The lake below our house has been glassy calm lately. This happens, sometimes, in spring and fall. The water lies so still that it’s hard to tell the reality from the reflection.
I feel compelled to take pictures. My computer enables me to turn photographs upside down. Sometimes, the mirror image is so perfect even I don’t know which way is up.
A mirror surface may delight photographers, but it’s not good for the lake.
Like humans—indeed, like every living thing—lakes have to breathe. Oxygen has to filter deep into the water. Without it, the lake dies.
Where winter temperatures drop low enough, the change in season helps a lake to breathe. When water cools, it grows denser. Colder water also carries more dissolved oxygen. So when surface layers get cold enough, they sink through the slightly less dense waters beneath, carrying oxygen from the surface into the depths.
Cold-weather lakes breathe once a year.
Storms also help lakes to breathe. As winds stir up the surface, they expose more water molecules to the atmosphere. The bigger the waves, the deeper the stirring goes.
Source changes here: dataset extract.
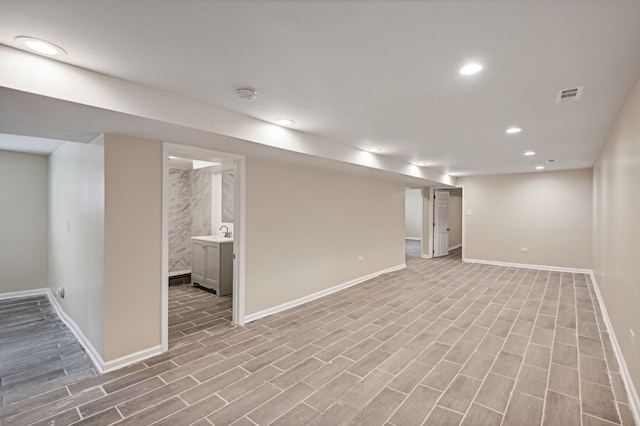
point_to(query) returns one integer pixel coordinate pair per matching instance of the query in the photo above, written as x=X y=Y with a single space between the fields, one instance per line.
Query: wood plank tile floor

Conversely, of course, the stiller the surface, the less oxygen that a lake absorbs. The little that does get absorbed stays near the surface. It doesn’t get swirled down deeper, where fish live.
And utterly placid water becomes stagnant.
Rather like us.
I don’t want to be stagnant. Like a lake, I welcome the input from the streams and rivers of thought that flow into me.
But I have to admit that I’m not keen on having storms in my life. They upset my preconceptions. They force me to adapt. In calm waters, I can feel as if I’m in control; when storms strike, I know I’m not. All I can do is try to keep my head above water.
But I know that glassy calm is not good for me, either.
Funny things, mirrors. Have you ever noticed that it’s almost impossible to pass a mirror without checking your reflection? Men check their comb-over, their posture. Women check their lipstick, their hemlines.
You have to feel really driven by deadlines and appointments not to glance into a mirror.
But mirrors have their negative side. In the Greek legend, Narcissus became so entranced by his own reflection that he could not turn away from it, and so he perished.
Mirrors represent our obsession with ourselves. We start to think we—me as an individual, or us as a race or religion or species—are all that matters. Other life forms, other faiths, other ways of seeing the world, become irrelevant, distractions, falsehoods to be stamped out.
In his book The Naked Now, Richard Rohr suggests that people who have never experienced a crisis—of life or of faith—can never progress past a shallow and superficial spirituality. They will remain forever stuck in an unthinking acceptance of conventional norms.
Perhaps the moral of this story—as my Sunday school teachers used to say—is that every life needs to get shaken up now and then.
Like a lake, it’s the shaking-up that renews life.